# Almost 4 year old needs constant touch to sleep?



## irishmaji (Jan 27, 2009)

Hi,

We have a high needs son, who has never been a great sleeper since he was born, however, he's starting to actually be more dependent on constant touch in order to stay asleep. We've done the family bed since he was an infant, however, he's always started out in his own room and then spent the rest of the night in our room, usually from about 11/12pm on until morning. However, he now barely sleeps an hour in his own room before he's waking up and wanting to be in our room. If we put him in our bed, he will immediately go back to sleep and he spends the rest of the night cuddled up to one of us, and is always making sure we are still right there, if we start to move around to much, he will reach out until he's touching someone.

We have gone through a change recently in his day to day sitter situation which might be causing a little anxiety and therefore, disrupting his typical sleep pattern. My husband and I work full time and he had been with a sitter since he was born, however, he's starting a preschool this fall, and we couldn't make a preschool situation work with his current sitter, so just last month he started at the preschool/daycare full time. He says he likes school and is fine when I drop him off and is happy when I pick him up, he doesn't seem to be having any issues with school, but I'm sure the change has still been a little stressful to him.

I assume this is what is causing these nighttime changes, but my concern is that we are starting a habit that will be tough to break. I was okay with the family bed, later on in the evening until morning. However, now he wants to be in our bed earlier, and I can't get anything done in the evening, because he won't just sleep in it by himself, he needs someone in bed with him to stay asleep. He has expressed how he doesn't like to sleep alone, and I'm not sure how to reassure him?

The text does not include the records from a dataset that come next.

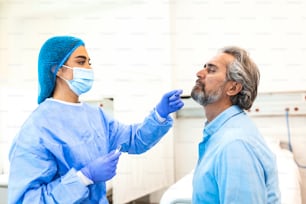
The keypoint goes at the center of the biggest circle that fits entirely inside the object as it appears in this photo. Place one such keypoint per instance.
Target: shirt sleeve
(33, 178)
(239, 175)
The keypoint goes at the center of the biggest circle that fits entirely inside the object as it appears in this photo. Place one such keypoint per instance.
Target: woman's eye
(211, 70)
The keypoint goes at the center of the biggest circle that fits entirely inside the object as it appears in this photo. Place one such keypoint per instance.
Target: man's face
(211, 82)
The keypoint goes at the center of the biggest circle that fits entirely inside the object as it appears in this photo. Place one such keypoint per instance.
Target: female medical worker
(64, 152)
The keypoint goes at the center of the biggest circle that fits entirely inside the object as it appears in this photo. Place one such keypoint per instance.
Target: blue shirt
(58, 139)
(235, 165)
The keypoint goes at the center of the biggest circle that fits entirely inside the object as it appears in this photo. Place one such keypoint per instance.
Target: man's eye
(211, 70)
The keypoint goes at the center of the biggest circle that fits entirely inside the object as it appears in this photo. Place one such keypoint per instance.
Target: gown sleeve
(34, 179)
(138, 138)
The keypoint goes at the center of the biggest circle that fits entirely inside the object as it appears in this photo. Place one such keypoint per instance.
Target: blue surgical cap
(53, 54)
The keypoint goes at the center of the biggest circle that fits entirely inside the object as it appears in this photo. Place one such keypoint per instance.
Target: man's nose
(201, 73)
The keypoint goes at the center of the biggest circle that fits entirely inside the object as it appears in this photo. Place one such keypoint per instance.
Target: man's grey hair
(244, 71)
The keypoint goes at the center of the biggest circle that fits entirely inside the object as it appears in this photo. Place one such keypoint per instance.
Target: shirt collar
(216, 123)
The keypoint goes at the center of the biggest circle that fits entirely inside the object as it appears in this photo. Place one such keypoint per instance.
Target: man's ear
(234, 88)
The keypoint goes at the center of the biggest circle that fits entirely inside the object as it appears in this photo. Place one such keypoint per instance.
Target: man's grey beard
(204, 99)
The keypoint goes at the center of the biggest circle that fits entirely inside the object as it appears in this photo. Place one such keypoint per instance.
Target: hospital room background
(140, 49)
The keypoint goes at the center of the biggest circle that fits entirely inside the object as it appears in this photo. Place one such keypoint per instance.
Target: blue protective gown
(235, 165)
(58, 139)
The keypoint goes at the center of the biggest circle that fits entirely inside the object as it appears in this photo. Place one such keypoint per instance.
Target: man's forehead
(221, 59)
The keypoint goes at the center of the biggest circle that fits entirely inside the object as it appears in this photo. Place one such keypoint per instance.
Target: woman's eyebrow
(82, 57)
(209, 65)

I'm not sure exactly what I am looking for, if others have been in this situation, what have you done/tried? Any advice?


----------



## camk82 (Aug 2, 2013)

I would wean him from physical touch during sleeping time first and compromise with the need for more security at the same time. This would be my plan in this sequence...
1. Put him to sleep in your bed with his own pillow. Insist that his head stays on the pillow and instead of laying down with him sit next to him and offer your hand for him to snuggle to fall asleep. This should make it easier to sneak away and as he gets use to less touch work to the next step.
2. Sit next to him and don't offer your hand. I would say I needed to do something on my phone etc.. But assure him you're right there and if he gets upset stroke his hair or offer some kind of minor but brief touch. Again, insist his head remain on his own pillow. When comfortable falling asleep without touch go to next step.
3. Start off the sitting with him but when you see he calms and drowsy, tell him you have to do something in the room like fold a basket of laundry. Do so right in front of him so he can see you and feel secure. If he gets upset go over. And give him a little touch without standing next to the bed. But go back to being "busy" as soon as he is calm.
After working through these steps he will be weaned from your touch to needing only your presence. Then you can work on the own bed thing. Sleeping through the night may not be something he can do but by teaching him to fall asleep without touch he runs a better chance of staying in his own bed during nighttime wake ups. Ofcourse getting him to go to sleep in his own bed may need to be a gradual thing too.
Good luck!!! I did this with my daughter since she was the same and I had a new baby so I couldn't be cuddling her all night long.


----------



## filamentary (Aug 15, 2013)

maybe you've already thought of this & maybe it's not feasible, but maybe you guys could somehow make different bedtimes for yourselves so he's not asleep before you can be, too? if you simply aren't able yourselves to get as many hours of sleep per night as you allow the kiddo to get, perhaps you parents could stagger your sleep, so one of you is always in bed when the kid's asleep? but, hey, the vast majority of adults are getting way too little sleep, and it takes its toll on your health in very real tangible ways, even if that's not apparent in an ongoing way. it's easy not to prioritize something that no one else our age takes seriously b/c then we feel we're not getting enough done (or sometimes we genuinely are not), so what better way to motivate us to improve this vastly undervalued bit of the picture of overall health than because we have no choice-the high needs child in our lives needs us to!?


----------